Não existe nenhuma fórmula mágica para eliminar os desafios da vida universitária. Contudo, cada estudante pode investir no seu próprio autoconhecimento, desenvolver estratégias de gestão emocional e implementar hábitos mais saudáveis. Muitas vezes, parece que é preciso uma mudança quase inatingível para abandonar situações de desconforto ou dor, mas, como bem ilustra James Clear na obra “Hábitos Atómicos”, são os pequenos passos que criam um verdadeiro potencial transformador para o bem-estar.
Apesar da grande diversidade de opiniões e visões, os profissionais concordam que hábitos como exercício físico regular, uma alimentação saudável e adequada ao estilo de vida, sono de qualidade, momentos de relaxamento e contacto com a natureza, exposição direta à luz solar e realizar consultas de rotina são fundamentais. Explorar abordagens como estas através de diversas bibliografias, podcasts, palestras ou workshops pode ser a chave para alcançar um maior equilíbrio.

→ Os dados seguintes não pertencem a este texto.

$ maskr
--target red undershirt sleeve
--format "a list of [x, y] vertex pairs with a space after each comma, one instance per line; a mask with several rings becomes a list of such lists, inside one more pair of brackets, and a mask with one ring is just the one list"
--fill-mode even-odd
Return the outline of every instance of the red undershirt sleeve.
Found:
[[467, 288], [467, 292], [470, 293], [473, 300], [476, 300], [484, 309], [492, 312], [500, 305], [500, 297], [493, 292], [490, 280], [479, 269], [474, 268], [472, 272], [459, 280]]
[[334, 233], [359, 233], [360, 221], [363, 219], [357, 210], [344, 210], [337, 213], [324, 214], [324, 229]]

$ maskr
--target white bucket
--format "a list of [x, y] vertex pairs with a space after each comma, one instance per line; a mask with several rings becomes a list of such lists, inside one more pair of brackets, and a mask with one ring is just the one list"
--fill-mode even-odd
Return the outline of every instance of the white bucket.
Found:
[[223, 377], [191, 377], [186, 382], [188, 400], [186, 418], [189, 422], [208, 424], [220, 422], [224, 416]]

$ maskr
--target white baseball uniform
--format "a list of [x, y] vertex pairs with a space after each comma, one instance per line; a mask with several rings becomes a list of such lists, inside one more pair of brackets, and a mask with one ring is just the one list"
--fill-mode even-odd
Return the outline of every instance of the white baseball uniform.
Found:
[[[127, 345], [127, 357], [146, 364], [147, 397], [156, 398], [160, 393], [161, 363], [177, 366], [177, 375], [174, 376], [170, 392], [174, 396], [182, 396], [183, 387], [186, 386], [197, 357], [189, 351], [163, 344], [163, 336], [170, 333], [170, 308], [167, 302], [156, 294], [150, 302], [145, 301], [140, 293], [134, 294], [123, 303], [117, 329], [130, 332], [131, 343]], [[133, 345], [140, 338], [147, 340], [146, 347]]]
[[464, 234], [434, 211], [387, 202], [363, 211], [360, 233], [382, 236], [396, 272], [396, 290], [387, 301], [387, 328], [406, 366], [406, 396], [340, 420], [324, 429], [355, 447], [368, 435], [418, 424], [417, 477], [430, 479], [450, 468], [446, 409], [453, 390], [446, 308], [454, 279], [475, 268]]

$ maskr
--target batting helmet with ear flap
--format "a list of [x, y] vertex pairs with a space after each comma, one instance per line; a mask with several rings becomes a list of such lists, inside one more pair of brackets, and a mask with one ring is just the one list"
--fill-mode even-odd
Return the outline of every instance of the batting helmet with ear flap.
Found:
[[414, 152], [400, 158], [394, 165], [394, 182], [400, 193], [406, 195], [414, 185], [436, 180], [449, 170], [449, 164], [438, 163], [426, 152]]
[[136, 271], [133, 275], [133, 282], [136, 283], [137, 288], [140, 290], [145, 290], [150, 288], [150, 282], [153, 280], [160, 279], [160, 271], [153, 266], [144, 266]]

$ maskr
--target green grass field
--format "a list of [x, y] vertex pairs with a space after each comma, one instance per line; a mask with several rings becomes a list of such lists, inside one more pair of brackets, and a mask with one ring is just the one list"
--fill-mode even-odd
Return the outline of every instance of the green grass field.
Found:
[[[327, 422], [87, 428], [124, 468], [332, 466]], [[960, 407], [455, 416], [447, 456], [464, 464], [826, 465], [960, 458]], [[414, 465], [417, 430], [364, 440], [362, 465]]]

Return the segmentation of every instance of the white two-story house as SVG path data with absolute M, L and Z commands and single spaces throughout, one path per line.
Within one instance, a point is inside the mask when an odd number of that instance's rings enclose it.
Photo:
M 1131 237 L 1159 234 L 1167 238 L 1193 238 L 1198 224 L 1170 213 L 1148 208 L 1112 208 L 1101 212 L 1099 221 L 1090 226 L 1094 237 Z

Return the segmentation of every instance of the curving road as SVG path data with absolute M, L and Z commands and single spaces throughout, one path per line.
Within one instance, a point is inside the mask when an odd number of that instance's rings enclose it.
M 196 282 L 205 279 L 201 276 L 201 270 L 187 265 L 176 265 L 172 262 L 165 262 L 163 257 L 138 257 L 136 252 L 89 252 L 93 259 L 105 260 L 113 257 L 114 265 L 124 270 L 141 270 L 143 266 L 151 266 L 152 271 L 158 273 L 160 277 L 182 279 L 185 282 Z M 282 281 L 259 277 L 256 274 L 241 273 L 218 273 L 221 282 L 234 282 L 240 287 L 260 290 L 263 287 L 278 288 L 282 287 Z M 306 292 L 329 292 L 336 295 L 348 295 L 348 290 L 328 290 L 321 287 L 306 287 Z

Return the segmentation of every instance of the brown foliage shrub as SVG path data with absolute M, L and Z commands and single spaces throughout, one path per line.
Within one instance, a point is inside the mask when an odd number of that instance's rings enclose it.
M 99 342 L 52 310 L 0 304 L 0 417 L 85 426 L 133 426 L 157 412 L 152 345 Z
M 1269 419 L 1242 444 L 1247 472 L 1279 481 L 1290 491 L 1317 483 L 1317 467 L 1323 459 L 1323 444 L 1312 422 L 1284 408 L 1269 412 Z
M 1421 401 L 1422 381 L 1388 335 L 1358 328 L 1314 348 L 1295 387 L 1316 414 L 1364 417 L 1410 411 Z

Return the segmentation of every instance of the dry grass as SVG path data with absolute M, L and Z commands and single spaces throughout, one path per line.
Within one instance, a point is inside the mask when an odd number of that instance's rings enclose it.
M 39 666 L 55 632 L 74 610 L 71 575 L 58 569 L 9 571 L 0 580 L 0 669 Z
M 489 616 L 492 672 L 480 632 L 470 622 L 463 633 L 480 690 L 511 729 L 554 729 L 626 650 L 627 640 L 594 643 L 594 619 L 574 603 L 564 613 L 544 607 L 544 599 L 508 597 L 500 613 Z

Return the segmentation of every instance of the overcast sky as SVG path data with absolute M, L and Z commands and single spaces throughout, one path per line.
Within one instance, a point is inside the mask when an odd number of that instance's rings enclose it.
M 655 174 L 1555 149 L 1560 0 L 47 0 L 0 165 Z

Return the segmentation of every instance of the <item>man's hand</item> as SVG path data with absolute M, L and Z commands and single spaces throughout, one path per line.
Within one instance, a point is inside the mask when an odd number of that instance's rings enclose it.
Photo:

Com este artigo, procura-se recordar aos estudantes universitários, especialmente aqueles que ainda tentam fazer da sua faculdade casa, que não estão sozinhos nesta jornada: existem recursos, pessoas e serviços prontos para ajudar a lidar com as adversidades da vida universitária. Cada caminho é único e não há um certo ou errado, resta apenas procurar aquele que faz mais sentido para cada momento, aceitar as falhas e celebrar cada vitória, mesmo as mais singelas.